Chemical peels are great for Post Inflammatory Hyperpigmentation (PIH), Melasma and some brown spots. The darker you are, the more prone you are to these. PIH can a be caused by acne/pimples, burns, scratches, excessive dryness and other minor skin traumas, as well as chemical peels and different types of lasers. Melasma(mostly women) is usually caused from hormone (birth control pills + pregnancy) shifts or imbalances and inflammation/sun exposure. No matter what your skin color is, always start conservatively with any skin-care treatment or product. It is easier to increase the strength gradually than to begin too aggressively and have to reverse PIH. We call these progressive peels.
My Recommendation: Prepping with a pre-home care regimen before a peel is an absolute must for skin of color. Gradually and gently preparing the skin will give it time to adjust and avoid post-peel complications. It can be as simple as having a gentle wash with a low percentage alpha hydroxy acid and an quality SPF. SPF’s are not all created the same and it is not as simple as purchasing a 45SPF. But that is a another story for another day!
Occasionally, I recommend skin lighteners too, depending upon the severity of acne and PIH. However, lightening agents, especially those containing prescription and non-prescription hydroquinone (HQ), can contain thick, pore-clogging ingredients that provoke acne.
Rather than over-exposing skin with a high percentage chemical peel, I suggest starting with progressive peels. Progressive peels are superficial and do not cause immediate exfoliation. They are also good for preparing for more aggressive, mid-depth peels with mild sloughing. Progressive peels are usually performed every two weeks, but I advise once a month in SOC to avoid over-stimulating the skin and potentially causing PIH.
I always send my clients home with 1% over-the–counter (OTC) hydrocortisone lotion to apply post-peel three to five days as an insurance policy against PIH. It helps to reduce inflammation, which can trigger PIH and acne breakouts. It also makes for a good spot treatment for acne.
IMPORTANT NOTE: Whether HQ, also known as bleaching cream, is safe for the skin is a serious debate.
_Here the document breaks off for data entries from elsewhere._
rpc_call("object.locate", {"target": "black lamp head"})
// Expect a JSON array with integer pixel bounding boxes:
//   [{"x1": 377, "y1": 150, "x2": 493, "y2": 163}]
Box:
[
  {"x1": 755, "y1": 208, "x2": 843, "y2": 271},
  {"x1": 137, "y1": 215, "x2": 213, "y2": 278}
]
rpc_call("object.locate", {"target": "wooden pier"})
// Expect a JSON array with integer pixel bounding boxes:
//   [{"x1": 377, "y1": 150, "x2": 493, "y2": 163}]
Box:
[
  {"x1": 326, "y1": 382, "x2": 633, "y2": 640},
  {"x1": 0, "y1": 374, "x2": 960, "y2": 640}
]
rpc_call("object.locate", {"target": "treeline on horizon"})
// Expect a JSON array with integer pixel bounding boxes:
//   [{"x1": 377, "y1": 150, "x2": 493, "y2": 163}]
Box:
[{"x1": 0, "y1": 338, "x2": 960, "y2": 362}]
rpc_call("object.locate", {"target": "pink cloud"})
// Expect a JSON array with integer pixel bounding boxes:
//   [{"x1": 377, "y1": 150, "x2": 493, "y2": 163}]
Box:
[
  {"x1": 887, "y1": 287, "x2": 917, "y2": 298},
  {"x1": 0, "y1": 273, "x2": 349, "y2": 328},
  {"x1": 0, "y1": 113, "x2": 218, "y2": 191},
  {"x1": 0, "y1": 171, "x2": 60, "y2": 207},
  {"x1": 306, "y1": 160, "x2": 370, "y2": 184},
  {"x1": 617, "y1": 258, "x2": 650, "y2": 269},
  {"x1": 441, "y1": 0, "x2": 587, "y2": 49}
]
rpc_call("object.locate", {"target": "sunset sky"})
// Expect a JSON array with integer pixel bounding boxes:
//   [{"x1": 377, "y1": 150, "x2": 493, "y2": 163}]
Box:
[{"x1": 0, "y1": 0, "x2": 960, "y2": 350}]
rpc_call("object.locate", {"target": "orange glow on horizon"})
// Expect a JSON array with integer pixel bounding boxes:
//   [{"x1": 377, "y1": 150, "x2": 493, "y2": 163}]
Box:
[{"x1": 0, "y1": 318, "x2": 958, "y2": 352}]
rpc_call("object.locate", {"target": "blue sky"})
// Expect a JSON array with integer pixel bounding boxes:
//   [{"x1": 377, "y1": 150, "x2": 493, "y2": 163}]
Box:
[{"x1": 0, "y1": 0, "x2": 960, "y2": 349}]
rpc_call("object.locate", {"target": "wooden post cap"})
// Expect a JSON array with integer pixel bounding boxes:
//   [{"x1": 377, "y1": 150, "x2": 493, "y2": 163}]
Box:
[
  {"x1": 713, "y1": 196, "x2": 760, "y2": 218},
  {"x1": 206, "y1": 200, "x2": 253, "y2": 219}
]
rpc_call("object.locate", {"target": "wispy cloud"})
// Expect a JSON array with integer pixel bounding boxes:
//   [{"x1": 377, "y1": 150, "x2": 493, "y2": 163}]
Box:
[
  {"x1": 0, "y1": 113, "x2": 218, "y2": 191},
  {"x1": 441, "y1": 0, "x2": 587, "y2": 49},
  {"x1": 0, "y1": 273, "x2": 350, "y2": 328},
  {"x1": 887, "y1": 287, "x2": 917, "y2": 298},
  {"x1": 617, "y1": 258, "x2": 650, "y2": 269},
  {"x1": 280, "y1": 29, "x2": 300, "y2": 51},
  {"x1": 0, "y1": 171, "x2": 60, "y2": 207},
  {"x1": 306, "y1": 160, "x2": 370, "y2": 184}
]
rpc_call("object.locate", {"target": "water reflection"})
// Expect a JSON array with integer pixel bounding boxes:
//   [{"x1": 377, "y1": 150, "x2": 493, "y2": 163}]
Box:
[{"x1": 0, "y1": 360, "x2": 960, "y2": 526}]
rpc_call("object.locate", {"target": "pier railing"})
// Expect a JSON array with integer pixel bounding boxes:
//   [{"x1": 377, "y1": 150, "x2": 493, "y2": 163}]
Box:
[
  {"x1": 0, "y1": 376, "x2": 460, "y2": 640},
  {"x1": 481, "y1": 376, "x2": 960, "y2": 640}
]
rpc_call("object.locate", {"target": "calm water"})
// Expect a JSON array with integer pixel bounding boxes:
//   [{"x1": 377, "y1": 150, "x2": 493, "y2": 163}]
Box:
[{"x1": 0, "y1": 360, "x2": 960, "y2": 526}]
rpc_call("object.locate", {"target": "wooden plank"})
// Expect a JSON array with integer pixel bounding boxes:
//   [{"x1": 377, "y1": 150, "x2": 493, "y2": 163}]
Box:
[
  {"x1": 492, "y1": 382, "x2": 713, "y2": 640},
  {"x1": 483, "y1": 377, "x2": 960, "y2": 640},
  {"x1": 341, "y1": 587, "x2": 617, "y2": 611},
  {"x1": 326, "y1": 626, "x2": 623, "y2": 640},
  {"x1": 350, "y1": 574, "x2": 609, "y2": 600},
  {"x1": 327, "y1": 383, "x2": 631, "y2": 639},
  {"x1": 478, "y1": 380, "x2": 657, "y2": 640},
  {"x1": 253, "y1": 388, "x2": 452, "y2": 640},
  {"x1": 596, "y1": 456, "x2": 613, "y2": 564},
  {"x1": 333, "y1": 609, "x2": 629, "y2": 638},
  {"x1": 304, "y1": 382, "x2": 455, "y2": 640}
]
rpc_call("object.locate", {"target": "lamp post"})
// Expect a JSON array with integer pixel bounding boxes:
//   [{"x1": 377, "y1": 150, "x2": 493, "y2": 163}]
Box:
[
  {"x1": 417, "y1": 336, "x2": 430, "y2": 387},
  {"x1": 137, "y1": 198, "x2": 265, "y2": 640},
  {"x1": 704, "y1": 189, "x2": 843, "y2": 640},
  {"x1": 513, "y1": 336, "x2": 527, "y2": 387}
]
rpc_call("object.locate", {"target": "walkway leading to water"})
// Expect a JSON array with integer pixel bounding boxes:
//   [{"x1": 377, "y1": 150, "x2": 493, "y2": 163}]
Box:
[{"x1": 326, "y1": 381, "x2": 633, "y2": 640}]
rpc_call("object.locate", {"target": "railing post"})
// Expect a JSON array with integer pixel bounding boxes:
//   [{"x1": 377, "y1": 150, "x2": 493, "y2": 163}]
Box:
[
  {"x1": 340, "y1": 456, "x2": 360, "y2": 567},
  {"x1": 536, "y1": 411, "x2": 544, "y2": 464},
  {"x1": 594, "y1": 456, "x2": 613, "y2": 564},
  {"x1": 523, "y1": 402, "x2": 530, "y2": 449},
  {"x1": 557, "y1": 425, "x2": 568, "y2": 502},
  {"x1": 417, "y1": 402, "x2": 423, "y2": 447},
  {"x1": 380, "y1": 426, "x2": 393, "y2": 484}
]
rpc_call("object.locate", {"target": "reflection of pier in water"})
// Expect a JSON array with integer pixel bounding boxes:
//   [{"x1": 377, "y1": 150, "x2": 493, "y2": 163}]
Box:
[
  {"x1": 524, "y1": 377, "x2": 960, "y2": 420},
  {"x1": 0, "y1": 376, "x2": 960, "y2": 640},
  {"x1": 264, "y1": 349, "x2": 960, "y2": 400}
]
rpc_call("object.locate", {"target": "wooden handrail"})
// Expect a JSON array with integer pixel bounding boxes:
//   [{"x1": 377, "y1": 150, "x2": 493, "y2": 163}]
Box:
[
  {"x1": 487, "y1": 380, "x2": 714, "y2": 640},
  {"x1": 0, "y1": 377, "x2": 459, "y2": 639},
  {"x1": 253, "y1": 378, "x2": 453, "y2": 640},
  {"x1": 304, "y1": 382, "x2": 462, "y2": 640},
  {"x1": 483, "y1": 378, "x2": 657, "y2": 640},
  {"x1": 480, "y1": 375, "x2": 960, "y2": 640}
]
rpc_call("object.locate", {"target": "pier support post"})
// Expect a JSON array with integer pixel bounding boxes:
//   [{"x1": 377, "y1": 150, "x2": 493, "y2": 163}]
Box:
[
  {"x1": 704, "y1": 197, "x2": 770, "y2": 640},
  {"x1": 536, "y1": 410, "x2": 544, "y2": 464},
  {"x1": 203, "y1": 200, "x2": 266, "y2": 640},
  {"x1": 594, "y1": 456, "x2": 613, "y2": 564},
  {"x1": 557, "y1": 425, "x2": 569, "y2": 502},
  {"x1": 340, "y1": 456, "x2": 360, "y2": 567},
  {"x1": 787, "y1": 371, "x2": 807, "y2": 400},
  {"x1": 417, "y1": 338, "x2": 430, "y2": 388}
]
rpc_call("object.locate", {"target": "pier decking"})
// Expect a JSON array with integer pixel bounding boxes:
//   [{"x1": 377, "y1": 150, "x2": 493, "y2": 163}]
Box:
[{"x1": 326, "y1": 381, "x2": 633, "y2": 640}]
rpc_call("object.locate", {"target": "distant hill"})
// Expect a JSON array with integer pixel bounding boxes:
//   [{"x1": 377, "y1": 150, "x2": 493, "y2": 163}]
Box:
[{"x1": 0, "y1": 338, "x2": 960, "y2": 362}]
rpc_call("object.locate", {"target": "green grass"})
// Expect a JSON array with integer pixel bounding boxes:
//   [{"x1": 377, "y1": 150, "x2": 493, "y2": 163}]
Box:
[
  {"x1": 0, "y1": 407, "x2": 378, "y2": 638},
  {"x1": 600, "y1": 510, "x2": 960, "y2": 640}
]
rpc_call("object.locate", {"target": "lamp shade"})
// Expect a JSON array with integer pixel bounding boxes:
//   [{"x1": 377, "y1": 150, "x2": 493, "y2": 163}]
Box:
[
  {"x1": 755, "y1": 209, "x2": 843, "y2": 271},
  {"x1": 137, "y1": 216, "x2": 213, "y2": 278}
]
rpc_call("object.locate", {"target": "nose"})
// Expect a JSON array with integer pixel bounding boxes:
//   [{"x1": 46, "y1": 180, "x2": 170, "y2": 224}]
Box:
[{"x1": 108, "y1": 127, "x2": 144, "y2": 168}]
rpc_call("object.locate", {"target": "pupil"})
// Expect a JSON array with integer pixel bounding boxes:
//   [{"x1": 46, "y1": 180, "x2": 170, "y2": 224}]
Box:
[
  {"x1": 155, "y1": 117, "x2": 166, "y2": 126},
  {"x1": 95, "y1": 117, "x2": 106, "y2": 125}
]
Over time, HQ can become less effective and cause ochronosis (skin darkening), especially in SOC. Although rare, I do recommend 2% HQ in my practice, but never as a long-term indefinite part of anyone’s, especially SOC clients, skin-care routine. I use other more “natural” lightening agents that typically take longer to see results, but are safer and tend to be longer lasting.
Hydrocortisone (not the OTC ones at the drug store) is not to be used for long periods of time. It can thin the skin and exacerbate skin disorders like acne, rosacea, and perioral dermatitis. With mild, progressive peels, this light cosmeceutical formula of Hydrocortisone can sometimes double as a moisturizer and temporarily help hydrate post-peel dry and acne-prone skin.